Mapping the Extinction Curve in 3D: Structure on Kiloparsec Scales

TL;DR

This study maps the three-dimensional distribution of the extinction curve parameter R(V) in the Milky Way, revealing large-scale variations that impact dust models and extragalactic observations.

Contribution

It combines 3D dust maps with R(V) measurements to analyze the spatial variation of the extinction curve across the Galaxy.

Findings

R(V) varies on kiloparsec scales in the Milky Way.

Most local dust within 1 kpc has lower R(V) than distant dust.

Results challenge existing dust models and affect extragalactic extinction corrections.

Abstract

Near-infrared spectroscopy from APOGEE and wide-field optical photometry from Pan-STARRS1 have recently made possible precise measurements of the shape of the extinction curve for tens of thousands of stars, parameterized by R(V).
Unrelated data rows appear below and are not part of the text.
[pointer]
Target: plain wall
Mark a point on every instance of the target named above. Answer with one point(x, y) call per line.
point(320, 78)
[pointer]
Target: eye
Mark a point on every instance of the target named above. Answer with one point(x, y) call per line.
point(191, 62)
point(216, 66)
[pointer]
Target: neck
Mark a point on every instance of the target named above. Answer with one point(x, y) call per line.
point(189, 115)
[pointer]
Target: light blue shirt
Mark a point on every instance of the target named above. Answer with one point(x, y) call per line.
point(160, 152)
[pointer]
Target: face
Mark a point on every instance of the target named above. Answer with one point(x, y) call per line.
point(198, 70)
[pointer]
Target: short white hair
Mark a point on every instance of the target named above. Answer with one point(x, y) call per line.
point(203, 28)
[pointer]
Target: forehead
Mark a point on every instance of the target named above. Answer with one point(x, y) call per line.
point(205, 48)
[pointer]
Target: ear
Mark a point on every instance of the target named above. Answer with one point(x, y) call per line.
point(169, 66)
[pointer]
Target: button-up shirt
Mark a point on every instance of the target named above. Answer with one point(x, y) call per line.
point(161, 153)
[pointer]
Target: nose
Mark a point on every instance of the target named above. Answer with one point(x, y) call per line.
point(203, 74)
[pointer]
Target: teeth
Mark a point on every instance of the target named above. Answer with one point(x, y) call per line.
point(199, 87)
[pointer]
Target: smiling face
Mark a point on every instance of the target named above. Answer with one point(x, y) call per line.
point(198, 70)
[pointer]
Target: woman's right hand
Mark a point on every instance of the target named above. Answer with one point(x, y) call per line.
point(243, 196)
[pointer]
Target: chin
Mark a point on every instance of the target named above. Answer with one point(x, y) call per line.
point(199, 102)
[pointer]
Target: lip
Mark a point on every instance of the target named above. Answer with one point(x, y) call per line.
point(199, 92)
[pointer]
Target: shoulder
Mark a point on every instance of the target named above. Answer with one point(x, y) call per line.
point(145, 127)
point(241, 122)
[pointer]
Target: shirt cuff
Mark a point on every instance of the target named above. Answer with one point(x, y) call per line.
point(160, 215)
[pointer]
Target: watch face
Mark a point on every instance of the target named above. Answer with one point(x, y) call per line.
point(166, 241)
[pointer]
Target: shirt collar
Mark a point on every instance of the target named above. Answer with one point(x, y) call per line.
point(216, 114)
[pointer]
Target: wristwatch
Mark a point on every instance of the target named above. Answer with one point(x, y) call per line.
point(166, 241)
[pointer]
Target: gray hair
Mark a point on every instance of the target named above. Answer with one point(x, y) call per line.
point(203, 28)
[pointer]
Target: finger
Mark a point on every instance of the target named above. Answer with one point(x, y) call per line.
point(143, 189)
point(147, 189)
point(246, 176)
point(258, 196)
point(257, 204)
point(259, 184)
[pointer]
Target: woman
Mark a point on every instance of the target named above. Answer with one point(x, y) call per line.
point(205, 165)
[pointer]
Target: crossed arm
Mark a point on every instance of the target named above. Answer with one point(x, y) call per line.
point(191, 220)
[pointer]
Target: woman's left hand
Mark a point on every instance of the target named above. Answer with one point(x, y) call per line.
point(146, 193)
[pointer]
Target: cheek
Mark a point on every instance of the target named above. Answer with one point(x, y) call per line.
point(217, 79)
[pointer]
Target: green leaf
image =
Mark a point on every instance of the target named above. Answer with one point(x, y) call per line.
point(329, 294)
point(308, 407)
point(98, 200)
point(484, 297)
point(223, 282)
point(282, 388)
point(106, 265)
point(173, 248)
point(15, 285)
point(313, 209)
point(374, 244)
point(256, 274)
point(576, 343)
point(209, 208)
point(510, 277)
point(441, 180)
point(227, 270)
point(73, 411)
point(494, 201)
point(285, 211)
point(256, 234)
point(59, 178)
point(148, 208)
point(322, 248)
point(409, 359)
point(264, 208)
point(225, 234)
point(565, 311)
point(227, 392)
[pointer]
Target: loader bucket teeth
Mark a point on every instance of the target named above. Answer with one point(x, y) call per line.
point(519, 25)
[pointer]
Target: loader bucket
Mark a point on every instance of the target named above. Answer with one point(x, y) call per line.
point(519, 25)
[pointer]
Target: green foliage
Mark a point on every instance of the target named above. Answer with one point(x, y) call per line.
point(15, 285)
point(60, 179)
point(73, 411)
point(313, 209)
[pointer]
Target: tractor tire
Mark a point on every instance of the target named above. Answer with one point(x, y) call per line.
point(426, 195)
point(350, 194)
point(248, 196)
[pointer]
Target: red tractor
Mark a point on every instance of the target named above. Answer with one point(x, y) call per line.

These measurements revealed structures in R(V) with large angular scales, which are challenging to explain in existing dust paradigms. In this work, we combine three-dimensional maps of dust column density with R(V) measurements to constrain the three-dimensional distribution of R(V) in the Milky Way. We find that variations in R(V) are correlated on kiloparsec scales. In particular, most of the dust within one kiloparsec in the outer Galaxy, including many local molecular clouds (Orion, Taurus, Perseus, California, Cepheus), has a significantly lower R(V) than more distant dust in the Milky Way. These results provide new input to models of dust evolution and processing, and complicate application of locally derived extinction curves to more distant regions of the Milky Way and to other galaxies.